Dear Dr. Don,
Against our better judgment, we co-signed for a couple of student loans for the sister of a sister-in-law. At the time, our sister-in-law assured us that she would step in and pay if her sister failed to make the payments. Unfortunately, we didn’t get anything in writing from them. Now her sister isn’t making any payments. The sister-in-law indicates she doesn’t remember making any promises to help. Both women have failed to respond to our requests for payment. The bank is garnishing our account, which is funded only with our Social Security checks and a small pension benefit. Do we have any legal recourse or are we sunk?
I would appreciate any assistance, recommendations or suggestions.
— Robin Redress
I’m sorry that you got backed into this financial corner. This is a lesson that others should remember when they’re asked to co-sign on any kind of loan.

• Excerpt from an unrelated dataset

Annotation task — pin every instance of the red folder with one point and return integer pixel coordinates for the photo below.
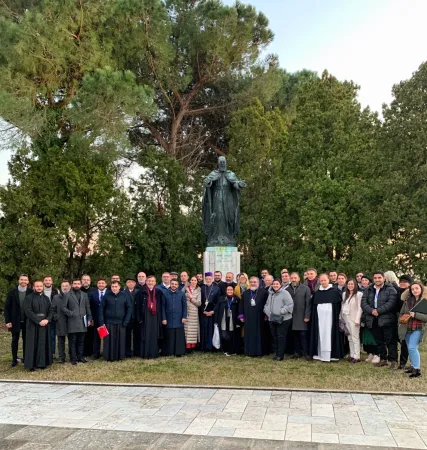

If you are even thinking about it, having a federal student loan debt discharged in bankruptcy is virtually impossible. So, that’s probably not an option. If payments aren’t being made, the government may, in fact, garnish Social Security benefits for loan repayments. It can take up to 15 percent of your monthly Social Security benefit, as long as it doesn’t reduce your monthly benefit below $750. Unfortunately, the IRS can reduce any federal tax refund coming to you and send the money toward the student loan balance.
You might sue the primary borrower for the payments you’ve made on the loan. If a court awards you a judgment, you could then ask to have the primary borrower’s funds garnished.
Some borrowers don’t have assets to seize. You should speak with an attorney to explore any legal options. I’d wonder if the original borrower has any money or assets to go after. Whether the sister-in-law’s spoken promise to cover her sister’s missed payments is enforceable is another question for the attorney.